Hier aux Invalides dans, son éloge funèbre de nos deux soldats, Hollande s’est justifié en affirmant que c’était « l’honneur de la France » que de voler au secours de la population de Centrafrique. La Président a la conviction que ce qui est en question, en Centrafrique comme au Mali, c’est notre responsabilité historique. Une responsabilité liée autant à la période coloniale, qu’aux barbouzeries en tout genre perpétrées depuis l’indépendance, au nom de la sainte défense de nos intérêts en Françafrique.

C’est sans doute vrai. Mais justement à cause de l’histoire… si on choisit d’y aller, on n’a plus de droit à l’échec.

 

Perseverare… économicum

En économie, il faut choisir un objectif et s’y tenir. C’est l’enseignement que l’on peut retirer de la énième visite à Athènes de la “troïka”, cet attelage de docteurs Diafoirus de l’économie, venus de la BCE de l’UE et du FMI, qui viennent prescrire une purge de plus à la société grecque. Leur objectif: que la Grèce, à force de réduire ses dépenses publiques, démontre enfin sa capacité à rembourser ses dettes, quel qu’en soit le coût social. Enjeu pour le gouvernement grec: le déblocage d’un nouveau prêt d’un milliard d’euros. Parmi les conditions posées par nos médecins pour l’octroi de ces fonds: la levée d’un moratoire sur les saisies immobilières qui évite encore à quelques dizaines de milliers de personnes surendettées de se retrouver à la rue. De quoi provoquer une “guerre civile” disent certains observateurs. Le moratoire est en effet l’ultime bouclier pour des familles frappées par le chômage, galopant au rythme de la récession, ou des retraités dont les revenus ont déjà fondu de près de moitié sous l’effet des purges d’austérité précédentes.

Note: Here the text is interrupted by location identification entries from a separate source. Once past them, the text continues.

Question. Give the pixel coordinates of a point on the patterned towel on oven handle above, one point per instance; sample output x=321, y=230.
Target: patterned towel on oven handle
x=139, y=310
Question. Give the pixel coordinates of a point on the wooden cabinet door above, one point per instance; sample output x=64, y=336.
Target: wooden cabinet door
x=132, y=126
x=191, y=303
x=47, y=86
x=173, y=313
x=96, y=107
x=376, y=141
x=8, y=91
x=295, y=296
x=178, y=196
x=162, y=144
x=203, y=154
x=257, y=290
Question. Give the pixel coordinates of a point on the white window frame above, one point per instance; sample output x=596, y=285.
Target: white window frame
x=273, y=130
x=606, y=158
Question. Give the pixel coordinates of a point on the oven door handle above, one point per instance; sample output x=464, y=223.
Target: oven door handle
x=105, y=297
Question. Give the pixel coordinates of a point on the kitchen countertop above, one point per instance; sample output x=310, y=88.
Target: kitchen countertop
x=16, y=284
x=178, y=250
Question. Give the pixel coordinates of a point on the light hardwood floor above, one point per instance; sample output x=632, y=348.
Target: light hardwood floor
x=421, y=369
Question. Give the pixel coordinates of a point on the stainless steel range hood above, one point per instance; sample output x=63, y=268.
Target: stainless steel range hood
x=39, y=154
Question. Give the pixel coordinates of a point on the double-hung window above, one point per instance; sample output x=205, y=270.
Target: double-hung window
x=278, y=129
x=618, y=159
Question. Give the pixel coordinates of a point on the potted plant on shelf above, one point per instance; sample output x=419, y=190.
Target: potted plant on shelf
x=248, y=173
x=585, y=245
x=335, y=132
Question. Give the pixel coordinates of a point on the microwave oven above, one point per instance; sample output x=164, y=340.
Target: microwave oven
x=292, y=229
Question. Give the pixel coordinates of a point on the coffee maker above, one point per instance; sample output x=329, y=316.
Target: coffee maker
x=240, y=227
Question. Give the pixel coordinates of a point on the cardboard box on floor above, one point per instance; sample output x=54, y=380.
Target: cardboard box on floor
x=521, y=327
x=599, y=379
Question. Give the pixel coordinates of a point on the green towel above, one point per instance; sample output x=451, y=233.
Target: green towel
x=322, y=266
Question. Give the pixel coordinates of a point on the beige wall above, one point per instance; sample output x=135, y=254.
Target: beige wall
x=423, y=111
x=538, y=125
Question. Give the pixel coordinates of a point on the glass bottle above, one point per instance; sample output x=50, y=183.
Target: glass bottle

Pourquoi cet acharnement des représentants des créanciers de la Grèce, qui ne doivent sans doute pas être plus cruels que tout un chacun? Parce que le moratoire protégeant les plus pauvres menacerait le redressement des banques grecques qui ne peuvent recourir à la saisie des biens impayés pour se refinancer, nous expliquent-ils. L’air est connu. Il faut sauver les banques pour redresser l’économie. Comme il fallait impérativement sauver les banques en 2008 pour éviter un krach financier qui aurait menacé l’économie réelle… La situation de l’économie réelle n’a depuis fait que se dégrader, mais les banques affichent à nouveau des profits insolents. Cherchez l’erreur!

Visiblement, les leçons de l’histoire ne valent pas pour le FMI ou la BCE. Il y a quelques mois, leurs propres experts, certains d’entre eux en tout cas, reconnaissaient qu’ils s’étaient trompés dans leurs calculs, et que la purge d’austérité qu’ils avaient imposée à quelques pays comme la Grèce, avait été trop violente. Que le remède avait été pire que le mal, et que la réduction trop brutale des dépenses publiques avait aggravé durablement la récession dans ces pays, en réduisant drastiquement la demande. Cela ne les empêche pas d’en rajouter une couche! Pour eux, la première vertu en économie reste apparemment la persévérance… fût-ce dans l’erreur!